Smiles2Dock: a large-scale dataset for ML-based docking score prediction using AlphaFold structures
Abstract
Docking is a crucial component in drug discovery aimed at predicting the binding conformation and affinity between small molecules and target proteins. ML-based docking has recently emerged as a prominent approach, outpacing traditional methods like DOCK and AutoDock Vina in handling the growing scale and complexity of molecular libraries. However, the availability of comprehensive and user-friendly datasets for training and benchmarking ML-based docking algorithms remains limited. Moreover, existing datasets rely on proteins with experimentally determined structures and known ligand binding pockets, making them unusable for the growing number of proteins with only predicted structures.

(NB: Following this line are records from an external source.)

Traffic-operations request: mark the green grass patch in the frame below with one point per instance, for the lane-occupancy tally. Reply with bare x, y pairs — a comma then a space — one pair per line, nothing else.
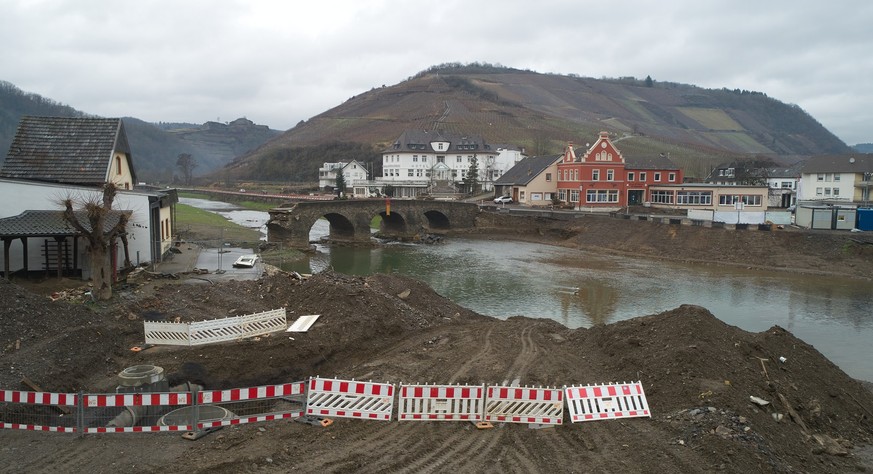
191, 195
197, 225
258, 206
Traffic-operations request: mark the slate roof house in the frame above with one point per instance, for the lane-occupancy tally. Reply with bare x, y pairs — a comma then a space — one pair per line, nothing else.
54, 158
420, 160
81, 151
531, 181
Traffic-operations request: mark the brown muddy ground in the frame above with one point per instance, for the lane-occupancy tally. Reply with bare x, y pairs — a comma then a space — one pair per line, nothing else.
697, 371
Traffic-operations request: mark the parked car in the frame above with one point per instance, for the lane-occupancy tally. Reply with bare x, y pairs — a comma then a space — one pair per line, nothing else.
246, 261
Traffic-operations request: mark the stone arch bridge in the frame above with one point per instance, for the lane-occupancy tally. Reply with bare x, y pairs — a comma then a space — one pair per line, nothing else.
350, 220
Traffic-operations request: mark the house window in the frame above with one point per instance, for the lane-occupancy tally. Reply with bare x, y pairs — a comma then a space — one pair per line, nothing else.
694, 197
752, 200
601, 195
662, 197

We introduce Smiles2Dock, an open large-scale dataset for molecular docking that addresses this gap. We created a framework combining P2Rank for binding pocket prediction and AutoDock Vina for docking, enabling us to dock 1.7 million ligands from the ChEMBL database against 11 genetically validated proteins from AlphaFold, resulting in over 17 million protein-ligand binding scores. Since AlphaFold-predicted structures do not include known ligand binding sites, our use of P2Rank allows docking to be performed without any experimental structure information, a first at this scale. The dataset encompasses a diverse set of biologically relevant compounds and enables researchers to benchmark all major approaches for ML-based docking such as Graph, Transformer, and CNN-based methods. We also introduce a novel Transformer-based architecture for docking score prediction and set it as an initial benchmark for our dataset.